Ma se in archivio monumento esiste

che possa in qualsisia sua pretendenza

del minister contrariar le viste,

negarsene dovrà fin l'esistenza;

che s'era in atti pubblici esibito,

l'archivista qual reo venia punito.

 

Pur essendo io nell'esattezza istorica

stitico, e delicato estremamente

a non farmi sedur dalla rettorica;

perciò confesserò candidamente

che su tal punto in quell'età primiera

sempre un qualche zinzin d'arbitrio v'era.

 

Se oggi per altro un minister produce,

e trae fuor documenti sotterranei,

tosto sui fatti spandono gran luce,

nè al ver son mai, nè alla giustizia estranei:

sì gran progressi (e lo tocchiam con mano)
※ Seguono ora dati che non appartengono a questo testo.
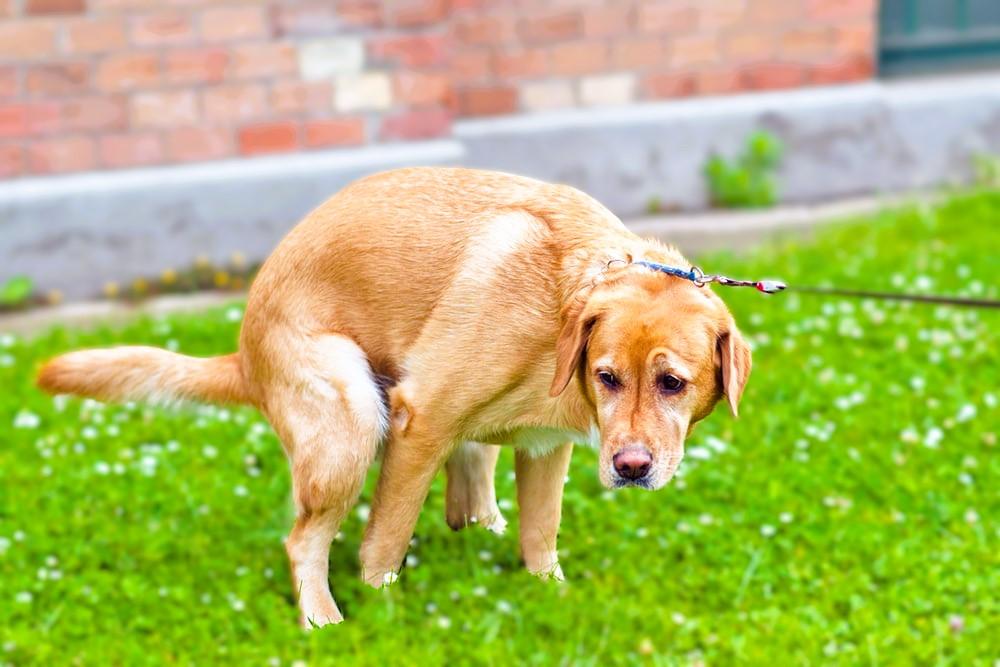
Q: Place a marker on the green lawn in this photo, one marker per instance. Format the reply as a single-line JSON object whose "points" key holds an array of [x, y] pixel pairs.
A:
{"points": [[848, 517]]}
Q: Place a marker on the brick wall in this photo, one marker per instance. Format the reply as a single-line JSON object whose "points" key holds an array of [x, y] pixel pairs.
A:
{"points": [[111, 84]]}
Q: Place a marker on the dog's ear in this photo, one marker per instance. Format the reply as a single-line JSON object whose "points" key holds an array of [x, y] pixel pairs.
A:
{"points": [[578, 322], [734, 353]]}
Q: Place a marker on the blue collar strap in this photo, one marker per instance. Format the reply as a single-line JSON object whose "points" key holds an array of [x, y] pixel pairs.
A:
{"points": [[699, 278]]}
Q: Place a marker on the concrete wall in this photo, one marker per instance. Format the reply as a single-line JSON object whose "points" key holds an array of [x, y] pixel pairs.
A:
{"points": [[76, 232]]}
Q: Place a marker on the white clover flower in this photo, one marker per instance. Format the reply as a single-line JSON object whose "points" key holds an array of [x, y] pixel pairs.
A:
{"points": [[699, 453], [966, 413], [27, 420], [933, 437]]}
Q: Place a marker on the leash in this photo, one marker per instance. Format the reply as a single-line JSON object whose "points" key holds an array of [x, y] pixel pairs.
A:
{"points": [[700, 278]]}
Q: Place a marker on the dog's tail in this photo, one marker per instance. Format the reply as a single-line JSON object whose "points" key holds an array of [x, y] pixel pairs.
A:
{"points": [[145, 373]]}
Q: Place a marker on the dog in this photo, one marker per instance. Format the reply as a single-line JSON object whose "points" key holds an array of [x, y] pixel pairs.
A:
{"points": [[429, 315]]}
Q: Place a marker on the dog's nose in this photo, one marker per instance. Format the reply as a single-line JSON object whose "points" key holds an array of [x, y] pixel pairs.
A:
{"points": [[633, 462]]}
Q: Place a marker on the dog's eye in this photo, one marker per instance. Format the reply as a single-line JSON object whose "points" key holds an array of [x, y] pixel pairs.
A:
{"points": [[609, 380], [669, 384]]}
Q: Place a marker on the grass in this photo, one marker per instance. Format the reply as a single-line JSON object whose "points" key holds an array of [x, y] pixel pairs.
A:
{"points": [[848, 517]]}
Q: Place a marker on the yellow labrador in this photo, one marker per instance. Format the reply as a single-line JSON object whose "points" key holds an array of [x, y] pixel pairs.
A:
{"points": [[424, 310]]}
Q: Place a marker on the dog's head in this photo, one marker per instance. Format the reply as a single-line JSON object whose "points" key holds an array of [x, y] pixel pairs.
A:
{"points": [[653, 354]]}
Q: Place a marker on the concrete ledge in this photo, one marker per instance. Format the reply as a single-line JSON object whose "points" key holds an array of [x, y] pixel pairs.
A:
{"points": [[843, 141], [75, 233]]}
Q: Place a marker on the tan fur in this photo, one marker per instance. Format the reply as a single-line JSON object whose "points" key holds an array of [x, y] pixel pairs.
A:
{"points": [[422, 308]]}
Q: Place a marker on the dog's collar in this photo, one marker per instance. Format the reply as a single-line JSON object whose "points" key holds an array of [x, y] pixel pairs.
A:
{"points": [[700, 278]]}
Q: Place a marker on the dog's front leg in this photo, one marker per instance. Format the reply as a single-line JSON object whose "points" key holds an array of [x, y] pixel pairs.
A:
{"points": [[471, 495], [409, 464], [540, 483]]}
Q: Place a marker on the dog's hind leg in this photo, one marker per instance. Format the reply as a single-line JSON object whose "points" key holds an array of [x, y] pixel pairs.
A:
{"points": [[471, 495], [330, 416]]}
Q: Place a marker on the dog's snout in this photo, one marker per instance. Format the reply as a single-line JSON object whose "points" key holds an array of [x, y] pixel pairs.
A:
{"points": [[633, 462]]}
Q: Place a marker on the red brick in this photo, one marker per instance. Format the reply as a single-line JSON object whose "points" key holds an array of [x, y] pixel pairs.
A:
{"points": [[410, 50], [582, 57], [22, 120], [334, 132], [199, 65], [471, 66], [806, 42], [608, 21], [553, 26], [664, 85], [252, 61], [301, 97], [638, 52], [8, 82], [773, 76], [223, 105], [11, 160], [694, 50], [163, 108], [412, 13], [34, 7], [825, 10], [718, 81], [665, 17], [161, 28], [130, 150], [23, 40], [62, 154], [487, 100], [518, 63], [773, 13], [106, 112], [95, 35], [306, 19], [56, 79], [480, 29], [227, 24], [279, 137], [842, 70], [127, 71], [194, 144], [720, 15], [416, 124], [422, 89], [360, 13], [753, 46]]}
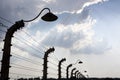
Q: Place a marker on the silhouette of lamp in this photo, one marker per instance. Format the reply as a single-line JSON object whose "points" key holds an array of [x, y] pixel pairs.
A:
{"points": [[47, 17], [78, 61], [8, 38]]}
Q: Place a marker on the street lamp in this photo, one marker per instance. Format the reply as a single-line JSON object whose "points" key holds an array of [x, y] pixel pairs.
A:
{"points": [[8, 37], [59, 67], [67, 70], [78, 61]]}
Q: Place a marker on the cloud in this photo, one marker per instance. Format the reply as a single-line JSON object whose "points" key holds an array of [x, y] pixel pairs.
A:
{"points": [[77, 38]]}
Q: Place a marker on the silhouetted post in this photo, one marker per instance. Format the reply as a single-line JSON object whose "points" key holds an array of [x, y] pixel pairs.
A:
{"points": [[67, 70], [7, 49], [76, 73], [45, 62], [8, 37], [72, 72], [59, 67]]}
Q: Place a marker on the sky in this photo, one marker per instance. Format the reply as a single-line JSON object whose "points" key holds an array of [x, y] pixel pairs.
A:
{"points": [[86, 29]]}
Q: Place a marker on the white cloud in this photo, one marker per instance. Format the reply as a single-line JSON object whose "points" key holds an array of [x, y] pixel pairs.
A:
{"points": [[78, 38]]}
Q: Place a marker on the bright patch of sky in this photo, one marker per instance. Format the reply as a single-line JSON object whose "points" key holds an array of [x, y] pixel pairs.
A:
{"points": [[86, 29]]}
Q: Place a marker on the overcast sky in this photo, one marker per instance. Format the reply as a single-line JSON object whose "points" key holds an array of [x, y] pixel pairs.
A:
{"points": [[86, 29]]}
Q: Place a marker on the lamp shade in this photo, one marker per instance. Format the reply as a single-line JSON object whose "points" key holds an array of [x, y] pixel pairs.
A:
{"points": [[49, 17], [80, 62]]}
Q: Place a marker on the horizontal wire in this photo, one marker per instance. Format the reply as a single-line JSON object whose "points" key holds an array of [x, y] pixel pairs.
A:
{"points": [[24, 74], [23, 49], [27, 41], [52, 68], [3, 25], [34, 39], [26, 60], [6, 20], [28, 45], [53, 63], [3, 31], [26, 67]]}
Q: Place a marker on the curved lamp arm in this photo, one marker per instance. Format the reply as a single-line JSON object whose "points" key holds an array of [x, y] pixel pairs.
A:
{"points": [[78, 61], [49, 14]]}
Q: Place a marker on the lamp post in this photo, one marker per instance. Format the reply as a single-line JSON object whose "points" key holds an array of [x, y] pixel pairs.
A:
{"points": [[67, 70], [78, 61], [59, 67], [76, 73], [8, 38], [70, 65], [72, 72]]}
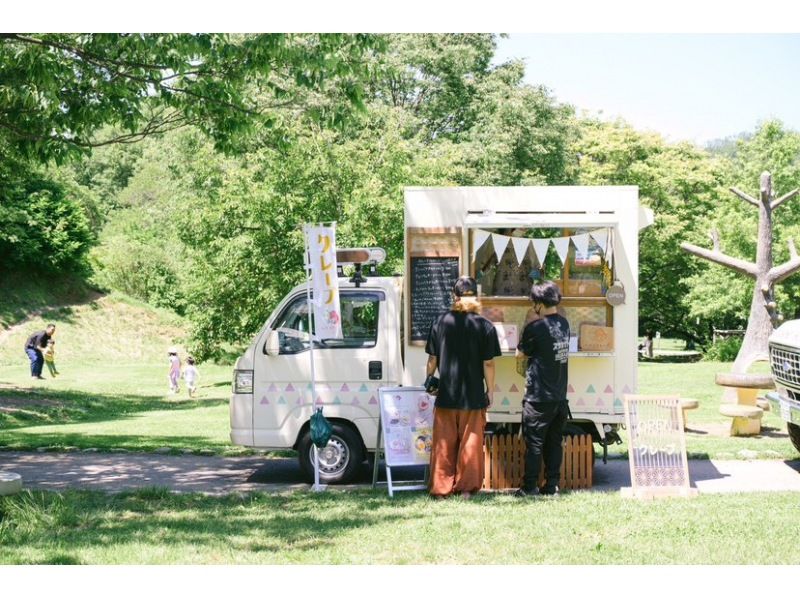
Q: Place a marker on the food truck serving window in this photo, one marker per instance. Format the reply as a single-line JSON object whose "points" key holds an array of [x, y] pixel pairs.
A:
{"points": [[572, 257]]}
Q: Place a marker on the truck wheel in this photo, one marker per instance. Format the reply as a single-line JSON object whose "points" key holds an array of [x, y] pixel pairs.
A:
{"points": [[338, 461], [794, 434]]}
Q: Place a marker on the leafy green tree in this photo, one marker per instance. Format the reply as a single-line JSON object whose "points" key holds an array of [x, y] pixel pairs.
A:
{"points": [[681, 184]]}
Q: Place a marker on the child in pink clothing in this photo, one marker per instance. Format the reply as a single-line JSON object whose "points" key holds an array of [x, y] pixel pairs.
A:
{"points": [[174, 369]]}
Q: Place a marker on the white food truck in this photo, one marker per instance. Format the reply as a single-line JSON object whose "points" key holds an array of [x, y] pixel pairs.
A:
{"points": [[583, 238]]}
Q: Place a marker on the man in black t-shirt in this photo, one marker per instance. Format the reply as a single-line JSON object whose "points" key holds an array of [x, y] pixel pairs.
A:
{"points": [[545, 343], [33, 349], [462, 345]]}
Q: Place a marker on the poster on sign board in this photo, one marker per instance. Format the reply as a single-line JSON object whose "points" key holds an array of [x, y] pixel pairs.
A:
{"points": [[407, 425]]}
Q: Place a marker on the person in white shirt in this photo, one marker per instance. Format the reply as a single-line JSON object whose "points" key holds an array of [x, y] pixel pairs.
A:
{"points": [[190, 376]]}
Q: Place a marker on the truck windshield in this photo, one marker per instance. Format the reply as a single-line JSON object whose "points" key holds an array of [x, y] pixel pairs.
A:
{"points": [[360, 312]]}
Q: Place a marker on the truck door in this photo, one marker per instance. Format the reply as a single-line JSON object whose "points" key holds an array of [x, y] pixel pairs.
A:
{"points": [[348, 371]]}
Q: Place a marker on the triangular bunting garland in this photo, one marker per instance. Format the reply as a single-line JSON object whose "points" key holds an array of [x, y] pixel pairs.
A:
{"points": [[600, 237], [562, 248], [521, 247], [540, 247], [581, 245], [500, 243], [479, 239]]}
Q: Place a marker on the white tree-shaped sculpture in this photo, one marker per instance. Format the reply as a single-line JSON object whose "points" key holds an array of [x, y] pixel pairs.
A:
{"points": [[763, 309]]}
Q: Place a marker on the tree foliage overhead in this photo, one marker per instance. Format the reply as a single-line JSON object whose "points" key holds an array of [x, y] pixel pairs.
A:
{"points": [[58, 90]]}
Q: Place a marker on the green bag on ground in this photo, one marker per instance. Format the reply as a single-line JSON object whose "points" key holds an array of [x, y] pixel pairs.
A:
{"points": [[320, 429]]}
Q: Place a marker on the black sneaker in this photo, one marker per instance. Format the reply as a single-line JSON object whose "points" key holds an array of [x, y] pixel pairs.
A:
{"points": [[525, 493]]}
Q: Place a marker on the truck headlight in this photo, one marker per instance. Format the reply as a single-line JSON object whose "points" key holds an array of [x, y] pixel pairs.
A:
{"points": [[243, 381]]}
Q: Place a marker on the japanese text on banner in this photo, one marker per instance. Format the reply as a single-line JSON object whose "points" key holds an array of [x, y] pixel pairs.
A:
{"points": [[327, 314]]}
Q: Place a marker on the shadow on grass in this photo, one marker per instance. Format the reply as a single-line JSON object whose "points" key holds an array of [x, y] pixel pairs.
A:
{"points": [[56, 527]]}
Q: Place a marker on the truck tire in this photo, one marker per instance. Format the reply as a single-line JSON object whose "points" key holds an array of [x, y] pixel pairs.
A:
{"points": [[340, 460], [794, 434]]}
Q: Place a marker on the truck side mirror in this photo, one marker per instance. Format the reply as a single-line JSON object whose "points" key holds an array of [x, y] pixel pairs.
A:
{"points": [[273, 346]]}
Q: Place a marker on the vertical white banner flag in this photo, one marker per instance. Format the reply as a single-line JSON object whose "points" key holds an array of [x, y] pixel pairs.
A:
{"points": [[520, 248], [540, 247], [500, 243], [581, 243], [601, 238], [479, 239], [325, 281], [562, 248]]}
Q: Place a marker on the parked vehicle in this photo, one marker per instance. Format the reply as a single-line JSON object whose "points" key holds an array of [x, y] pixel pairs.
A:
{"points": [[385, 320], [784, 352]]}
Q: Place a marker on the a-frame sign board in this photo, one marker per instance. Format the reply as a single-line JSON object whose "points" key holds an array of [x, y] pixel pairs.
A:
{"points": [[405, 434], [656, 447]]}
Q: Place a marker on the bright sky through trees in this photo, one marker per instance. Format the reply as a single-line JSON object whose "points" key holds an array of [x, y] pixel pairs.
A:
{"points": [[684, 86]]}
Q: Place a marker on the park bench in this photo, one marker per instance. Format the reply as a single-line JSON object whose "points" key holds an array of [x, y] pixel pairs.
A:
{"points": [[687, 405], [746, 413]]}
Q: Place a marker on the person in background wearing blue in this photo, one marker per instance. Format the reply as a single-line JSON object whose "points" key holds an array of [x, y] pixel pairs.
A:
{"points": [[545, 344], [34, 346]]}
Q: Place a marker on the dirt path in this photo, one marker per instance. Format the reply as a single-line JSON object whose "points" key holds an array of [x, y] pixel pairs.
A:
{"points": [[223, 475]]}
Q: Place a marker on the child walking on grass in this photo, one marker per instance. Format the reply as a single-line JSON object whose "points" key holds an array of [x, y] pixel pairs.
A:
{"points": [[190, 376], [174, 369], [50, 357]]}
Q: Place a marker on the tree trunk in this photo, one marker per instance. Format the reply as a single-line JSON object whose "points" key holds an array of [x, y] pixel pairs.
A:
{"points": [[760, 324]]}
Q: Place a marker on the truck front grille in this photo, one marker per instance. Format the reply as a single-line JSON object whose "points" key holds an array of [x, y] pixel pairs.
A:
{"points": [[785, 365]]}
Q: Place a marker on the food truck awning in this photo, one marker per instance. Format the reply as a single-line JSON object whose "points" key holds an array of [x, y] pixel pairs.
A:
{"points": [[540, 219]]}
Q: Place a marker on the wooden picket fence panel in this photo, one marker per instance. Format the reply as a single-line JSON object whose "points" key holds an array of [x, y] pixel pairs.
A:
{"points": [[504, 462]]}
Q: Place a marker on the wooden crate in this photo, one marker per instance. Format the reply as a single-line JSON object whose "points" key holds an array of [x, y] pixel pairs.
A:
{"points": [[504, 462]]}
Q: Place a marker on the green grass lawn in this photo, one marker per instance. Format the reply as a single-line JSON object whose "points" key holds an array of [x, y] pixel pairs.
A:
{"points": [[366, 527]]}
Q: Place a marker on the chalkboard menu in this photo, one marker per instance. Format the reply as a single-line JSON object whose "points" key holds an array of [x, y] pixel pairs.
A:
{"points": [[432, 280]]}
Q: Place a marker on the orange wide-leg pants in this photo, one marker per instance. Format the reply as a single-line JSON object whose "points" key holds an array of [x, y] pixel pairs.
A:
{"points": [[457, 451]]}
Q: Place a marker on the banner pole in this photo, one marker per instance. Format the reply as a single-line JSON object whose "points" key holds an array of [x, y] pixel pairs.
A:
{"points": [[316, 486]]}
fe' la ragion sull'intelletto umano.

 

Simile è la ragione a un lento foco

che con attività, senza fracasso,

tutto purga e depura appoco appoco;

e perciò, se n'andrà di questo passo

(Tenetevelo a mente), io vi prometto

che il mondo in breve diverrà perfetto.

 

 

 




7 Veggasi la storia di Francia del Padre Daniel.



8 Denominazioni di varie accademie d'Italia.